The measured axial elastic modulus (Ez) and radial elastic modulus (Er) of grapevine branches were 797.11 ± 22.32 MPa and 79.81 ± 5.35 MPa, respectively. Compared with other fruit tree branches (as shown in Table 4), both Ez and Er values are higher than those reported for peach and apple branches but lower than those reported for jujube trunks and branches. For the flexural modulus (Gr), the measured value was 5887.41 ± 380.92 MPa, approximately 10.8 times greater than that of the peach branch. This substantial difference highlights the mechanical variability among branch materials across different tree species. Even within the same species, such as jujube, mechanical properties may differ greatly across cultivars. For instance, the Ez reported by Wang et al. (2020) (4270 MPa) is about 7.45 times higher than that of the winter jujube branch reported by Zheng et al. (2024) (573 MPa). Moreover, plant moisture content significantly affects biomechanical properties (Yang et al. 2016). Due to the local arid climate, the grapevine branches in this study had a wet-basis moisture content of 48.8% at testing, which was lower than the 59.6% reported by Rodríguez-González et al. (2020). This reduced moisture content corresponds to higher bending strength and modulus of elasticity (Dadzie et al. 2016), which explains the relatively high values of EzEr, and Gr that were obtained.

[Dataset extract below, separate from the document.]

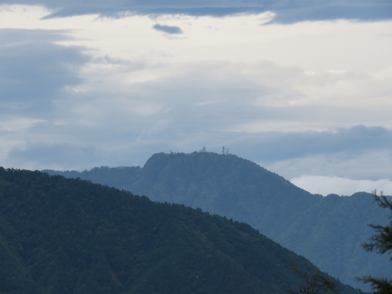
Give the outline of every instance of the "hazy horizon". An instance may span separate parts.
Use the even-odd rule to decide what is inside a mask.
[[[313,193],[392,195],[392,3],[0,0],[2,166],[205,146]]]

The shear force and torque of branches are critical parameters in the design of pruning mechanisms. When pruning shears are used as end-effectors, shear force and torque testing assist in motor selection (Silwal et al. 2022). The testing methodology employed in this study is consistent with that of Zahid et al. (2022), which was developed for apple pruning robot end-effector design. The results showed a significant regression relationship between the maximum shear force and branch diameter, as illustrated in Fig. 10(a). As the cutting diameter increased from 3 to 9 mm, the average shear force rose from 71.2 to 437.0 N, consistent with the findings of Goksel (2024). Furthermore, shear testing using a universal testing machine enables the exploration of the effects of cutting angle (Xie et al. 2022) and blade geometry (Sessiz et al. 2024) on cutting force. Optimizing shear blade design and cutting strategies represents a promising direction for future research. In addition to pruning shears, disc blades are also considered potential candidates for end-effectors (Qiu et al. 2021; Meng et al. 2019). The maximum torque measured in this study (as shown in Fig. 10(b)), along with the developed finite element model, can be applied to evaluate the feasibility of disc-saw cutting systems.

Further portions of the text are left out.